Council on Foreign Relations' backgrounder released in 2006, Meshal has served Hamas from Damascus as head of the terrorist group's politburo, and as chief strategist and fundraiser. In 2006 he was alleged by Little Satan's then-Vice PremierPeres to have ordered the kidnapping into the Strip of Little Satan's soldier Gilad Shalit, who has not yet been released.
Tough to say if it is of any concern to UNRWA that one of the conduits headlined by Ban Ki-moon for its Stripper bailout is a Great Satan accursed and accused censured bank, hq'd in a backwards nation that just so happened to host the most wanted man in the world Imad Mughiniyah or lets cats like Meshal hang out in, and is designated by Great Satan as a state sponsor of terrorism.

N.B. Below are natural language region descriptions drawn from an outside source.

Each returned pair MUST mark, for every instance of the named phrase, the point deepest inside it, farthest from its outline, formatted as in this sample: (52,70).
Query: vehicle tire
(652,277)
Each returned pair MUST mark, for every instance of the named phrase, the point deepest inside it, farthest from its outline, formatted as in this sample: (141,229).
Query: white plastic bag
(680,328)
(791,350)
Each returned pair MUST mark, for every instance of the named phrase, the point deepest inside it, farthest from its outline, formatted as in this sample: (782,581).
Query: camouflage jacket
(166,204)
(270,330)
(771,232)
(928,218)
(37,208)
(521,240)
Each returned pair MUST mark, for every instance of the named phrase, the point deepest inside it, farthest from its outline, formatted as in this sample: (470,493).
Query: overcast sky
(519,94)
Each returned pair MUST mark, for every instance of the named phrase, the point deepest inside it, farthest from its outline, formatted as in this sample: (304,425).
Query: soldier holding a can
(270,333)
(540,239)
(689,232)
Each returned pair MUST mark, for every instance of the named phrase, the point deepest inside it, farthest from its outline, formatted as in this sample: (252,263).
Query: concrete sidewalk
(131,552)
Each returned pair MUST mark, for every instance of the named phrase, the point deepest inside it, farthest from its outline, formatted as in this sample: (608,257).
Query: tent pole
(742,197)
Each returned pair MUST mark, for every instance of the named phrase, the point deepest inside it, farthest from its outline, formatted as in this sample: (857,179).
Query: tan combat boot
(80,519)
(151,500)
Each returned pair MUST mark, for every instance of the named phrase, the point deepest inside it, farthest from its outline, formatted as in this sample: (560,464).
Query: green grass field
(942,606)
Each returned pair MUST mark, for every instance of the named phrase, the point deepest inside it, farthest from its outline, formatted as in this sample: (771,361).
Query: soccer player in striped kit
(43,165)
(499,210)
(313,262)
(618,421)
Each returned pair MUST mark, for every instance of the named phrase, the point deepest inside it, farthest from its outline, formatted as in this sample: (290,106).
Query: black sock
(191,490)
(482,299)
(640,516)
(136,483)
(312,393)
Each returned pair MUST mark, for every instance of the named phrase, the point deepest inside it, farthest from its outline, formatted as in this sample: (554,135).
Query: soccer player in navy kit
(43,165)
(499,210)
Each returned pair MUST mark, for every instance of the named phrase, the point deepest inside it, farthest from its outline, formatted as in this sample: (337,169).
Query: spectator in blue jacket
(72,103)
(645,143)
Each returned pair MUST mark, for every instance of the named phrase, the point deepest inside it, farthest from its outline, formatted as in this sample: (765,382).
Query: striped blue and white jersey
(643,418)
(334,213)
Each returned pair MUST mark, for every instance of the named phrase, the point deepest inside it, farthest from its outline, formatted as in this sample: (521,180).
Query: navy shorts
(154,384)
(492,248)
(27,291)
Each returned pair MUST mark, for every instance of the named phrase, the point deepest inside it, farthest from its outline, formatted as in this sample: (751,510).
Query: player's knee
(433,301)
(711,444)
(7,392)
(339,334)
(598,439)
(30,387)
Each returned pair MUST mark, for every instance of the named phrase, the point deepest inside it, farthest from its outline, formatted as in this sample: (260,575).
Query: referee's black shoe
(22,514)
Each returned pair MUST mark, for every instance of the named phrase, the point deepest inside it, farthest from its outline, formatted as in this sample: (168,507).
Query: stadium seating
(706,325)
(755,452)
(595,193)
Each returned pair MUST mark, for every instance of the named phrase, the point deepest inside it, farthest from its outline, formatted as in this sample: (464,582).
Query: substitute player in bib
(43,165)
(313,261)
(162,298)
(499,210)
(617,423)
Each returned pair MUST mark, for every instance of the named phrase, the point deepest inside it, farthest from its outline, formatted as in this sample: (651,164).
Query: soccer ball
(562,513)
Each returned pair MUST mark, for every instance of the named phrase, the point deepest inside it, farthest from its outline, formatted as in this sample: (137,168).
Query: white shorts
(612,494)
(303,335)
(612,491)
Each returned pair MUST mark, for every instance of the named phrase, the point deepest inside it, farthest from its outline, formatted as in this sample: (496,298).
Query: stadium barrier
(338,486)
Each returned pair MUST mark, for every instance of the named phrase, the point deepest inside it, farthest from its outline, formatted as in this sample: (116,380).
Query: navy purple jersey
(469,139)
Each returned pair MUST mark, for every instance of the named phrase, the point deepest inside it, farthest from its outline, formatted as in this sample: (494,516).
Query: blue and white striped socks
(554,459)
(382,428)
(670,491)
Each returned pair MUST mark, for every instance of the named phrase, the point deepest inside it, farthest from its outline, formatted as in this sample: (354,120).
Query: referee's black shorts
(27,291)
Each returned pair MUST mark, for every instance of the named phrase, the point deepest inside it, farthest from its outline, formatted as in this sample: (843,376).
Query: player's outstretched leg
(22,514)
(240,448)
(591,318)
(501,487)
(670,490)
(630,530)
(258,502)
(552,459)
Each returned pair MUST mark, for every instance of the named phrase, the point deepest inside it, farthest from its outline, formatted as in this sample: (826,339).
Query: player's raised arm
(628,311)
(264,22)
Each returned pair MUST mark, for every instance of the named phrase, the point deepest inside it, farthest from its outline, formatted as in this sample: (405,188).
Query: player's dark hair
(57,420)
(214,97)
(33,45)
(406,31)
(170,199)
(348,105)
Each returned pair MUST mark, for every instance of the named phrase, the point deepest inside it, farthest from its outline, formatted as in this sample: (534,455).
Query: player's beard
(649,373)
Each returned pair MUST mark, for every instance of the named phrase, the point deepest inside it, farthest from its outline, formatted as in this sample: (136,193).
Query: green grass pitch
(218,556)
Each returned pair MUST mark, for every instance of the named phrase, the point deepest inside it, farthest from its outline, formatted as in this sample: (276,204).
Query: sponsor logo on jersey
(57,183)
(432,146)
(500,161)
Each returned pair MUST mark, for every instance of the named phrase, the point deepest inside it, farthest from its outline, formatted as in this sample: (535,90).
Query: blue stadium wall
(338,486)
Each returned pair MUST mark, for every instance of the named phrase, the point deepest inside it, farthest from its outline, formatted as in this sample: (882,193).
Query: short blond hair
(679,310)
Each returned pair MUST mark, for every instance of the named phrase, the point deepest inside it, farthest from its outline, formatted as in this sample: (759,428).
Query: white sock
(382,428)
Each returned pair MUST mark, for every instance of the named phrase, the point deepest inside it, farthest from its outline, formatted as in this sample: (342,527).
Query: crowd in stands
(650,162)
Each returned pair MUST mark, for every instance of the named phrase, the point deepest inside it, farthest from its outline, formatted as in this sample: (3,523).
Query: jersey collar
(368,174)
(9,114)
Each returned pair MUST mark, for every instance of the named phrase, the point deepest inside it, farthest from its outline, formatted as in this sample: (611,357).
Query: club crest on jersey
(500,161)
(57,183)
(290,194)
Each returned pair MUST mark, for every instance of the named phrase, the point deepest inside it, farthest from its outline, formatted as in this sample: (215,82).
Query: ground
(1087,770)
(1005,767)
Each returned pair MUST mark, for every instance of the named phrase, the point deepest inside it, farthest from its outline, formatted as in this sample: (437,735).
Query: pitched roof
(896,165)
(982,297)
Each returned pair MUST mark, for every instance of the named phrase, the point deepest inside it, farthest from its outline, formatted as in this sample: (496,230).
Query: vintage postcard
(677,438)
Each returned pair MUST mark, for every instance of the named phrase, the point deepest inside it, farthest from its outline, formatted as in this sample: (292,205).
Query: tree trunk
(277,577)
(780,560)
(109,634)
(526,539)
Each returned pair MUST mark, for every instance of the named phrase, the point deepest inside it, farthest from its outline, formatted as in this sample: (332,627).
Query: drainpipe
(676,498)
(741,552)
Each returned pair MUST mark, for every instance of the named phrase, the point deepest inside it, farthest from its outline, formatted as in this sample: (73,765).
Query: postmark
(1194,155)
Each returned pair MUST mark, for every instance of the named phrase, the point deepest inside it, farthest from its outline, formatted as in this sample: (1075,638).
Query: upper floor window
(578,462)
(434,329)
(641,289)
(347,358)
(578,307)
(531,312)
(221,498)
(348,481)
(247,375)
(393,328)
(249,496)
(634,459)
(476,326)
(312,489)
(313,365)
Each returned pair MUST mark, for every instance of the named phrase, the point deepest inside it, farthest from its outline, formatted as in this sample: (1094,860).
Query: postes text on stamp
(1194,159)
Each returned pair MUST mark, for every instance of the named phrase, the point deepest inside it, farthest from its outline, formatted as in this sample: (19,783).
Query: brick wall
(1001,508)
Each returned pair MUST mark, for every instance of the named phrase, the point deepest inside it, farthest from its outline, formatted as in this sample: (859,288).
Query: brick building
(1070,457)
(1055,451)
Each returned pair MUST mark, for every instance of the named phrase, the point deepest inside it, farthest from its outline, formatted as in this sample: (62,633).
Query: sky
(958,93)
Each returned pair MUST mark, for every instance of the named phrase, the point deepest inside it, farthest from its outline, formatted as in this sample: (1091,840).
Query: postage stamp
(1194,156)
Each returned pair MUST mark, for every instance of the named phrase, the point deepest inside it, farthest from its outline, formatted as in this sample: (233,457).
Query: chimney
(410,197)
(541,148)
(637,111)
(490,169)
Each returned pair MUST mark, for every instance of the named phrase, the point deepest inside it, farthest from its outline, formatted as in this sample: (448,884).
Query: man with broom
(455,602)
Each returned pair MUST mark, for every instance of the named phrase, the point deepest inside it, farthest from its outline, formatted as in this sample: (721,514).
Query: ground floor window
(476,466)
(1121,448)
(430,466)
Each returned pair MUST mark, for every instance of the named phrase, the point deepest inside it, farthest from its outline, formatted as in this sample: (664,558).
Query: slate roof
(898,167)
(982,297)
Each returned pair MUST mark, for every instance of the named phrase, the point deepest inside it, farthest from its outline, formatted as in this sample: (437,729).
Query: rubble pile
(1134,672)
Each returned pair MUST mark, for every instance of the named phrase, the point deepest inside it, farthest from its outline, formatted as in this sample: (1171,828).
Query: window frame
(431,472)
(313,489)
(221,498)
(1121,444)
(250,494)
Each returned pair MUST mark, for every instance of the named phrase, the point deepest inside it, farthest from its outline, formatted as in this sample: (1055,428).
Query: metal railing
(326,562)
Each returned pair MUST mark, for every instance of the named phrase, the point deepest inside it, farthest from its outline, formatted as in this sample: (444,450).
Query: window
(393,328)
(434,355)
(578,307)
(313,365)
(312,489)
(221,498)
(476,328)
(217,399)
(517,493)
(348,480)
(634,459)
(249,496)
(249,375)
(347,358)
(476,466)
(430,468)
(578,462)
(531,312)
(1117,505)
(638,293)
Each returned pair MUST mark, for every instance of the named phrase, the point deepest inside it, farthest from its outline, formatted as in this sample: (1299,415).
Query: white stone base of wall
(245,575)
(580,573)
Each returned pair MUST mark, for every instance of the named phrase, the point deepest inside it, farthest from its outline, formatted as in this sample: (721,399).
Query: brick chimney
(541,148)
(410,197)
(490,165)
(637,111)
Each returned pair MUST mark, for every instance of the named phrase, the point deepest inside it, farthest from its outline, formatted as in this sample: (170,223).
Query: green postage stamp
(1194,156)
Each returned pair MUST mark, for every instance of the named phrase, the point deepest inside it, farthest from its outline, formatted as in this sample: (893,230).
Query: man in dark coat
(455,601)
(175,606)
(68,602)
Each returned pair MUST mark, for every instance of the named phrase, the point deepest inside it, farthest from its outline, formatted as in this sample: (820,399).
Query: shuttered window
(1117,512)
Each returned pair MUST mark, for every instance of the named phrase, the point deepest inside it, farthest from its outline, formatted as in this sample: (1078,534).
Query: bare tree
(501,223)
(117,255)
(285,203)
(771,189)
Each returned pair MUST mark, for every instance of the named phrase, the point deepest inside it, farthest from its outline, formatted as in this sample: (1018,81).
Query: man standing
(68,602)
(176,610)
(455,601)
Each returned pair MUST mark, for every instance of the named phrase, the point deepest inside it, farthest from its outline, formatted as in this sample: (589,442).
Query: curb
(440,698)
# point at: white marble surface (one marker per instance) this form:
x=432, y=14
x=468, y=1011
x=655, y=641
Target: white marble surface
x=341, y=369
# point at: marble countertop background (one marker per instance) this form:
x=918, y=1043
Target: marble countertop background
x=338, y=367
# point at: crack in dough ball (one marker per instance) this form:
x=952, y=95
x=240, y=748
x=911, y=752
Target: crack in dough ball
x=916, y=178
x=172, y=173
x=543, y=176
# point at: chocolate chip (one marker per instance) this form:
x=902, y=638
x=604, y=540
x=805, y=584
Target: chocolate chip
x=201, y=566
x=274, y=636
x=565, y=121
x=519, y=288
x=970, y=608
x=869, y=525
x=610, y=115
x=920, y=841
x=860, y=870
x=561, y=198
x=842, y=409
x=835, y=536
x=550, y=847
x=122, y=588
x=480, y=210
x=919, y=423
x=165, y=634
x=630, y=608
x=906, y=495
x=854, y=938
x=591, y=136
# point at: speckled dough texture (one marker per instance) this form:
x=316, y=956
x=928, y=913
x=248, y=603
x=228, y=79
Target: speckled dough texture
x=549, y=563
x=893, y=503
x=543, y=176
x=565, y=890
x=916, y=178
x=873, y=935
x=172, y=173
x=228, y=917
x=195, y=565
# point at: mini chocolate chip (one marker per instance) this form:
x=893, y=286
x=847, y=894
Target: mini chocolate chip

U.N. has no definition of terrorism. UNRWA, which employs mostly local Palestinian staff, and has never had an independent outside audit, is not bound by Great Satan's sanctions.
Way too many questions about this and it might be better just to toss the cash in a dumpster somehwere.
All is not lost though - aggrevate the living daylights out of both of your senators and your congresscat. Call, Email and fax - til they announce when the vote on the bling will be held and let them know it aint cool.
Follow up at least twice a week with calls and faxes.
Let them know you -
"could not, would not ever flip
for flinging blinging in the Strip"
Art - "Green Eggs and HAMAS"
You are equally brilliant and warped. I will link to this over this weekend.
ReplyDeleteHysterically wicked my dear.
eric aka the Tygrrrr Express
Hamas shouldn't get anything American made if we can avoid it. Bebe is now PM. I'm sure Obama is not entirely happy with that but he needs to work through the PM to resolve conflict. Or, stay our of the way and let the Israelis do what needs to be done. I admit, though, I'm stumped right now on exactly how to procede.
ReplyDeleteI wonder if I can refuse to pay my taxes this year? What a great way to protest the funding of Hamas by the US. If everyone did this do you think Stinky would take notice?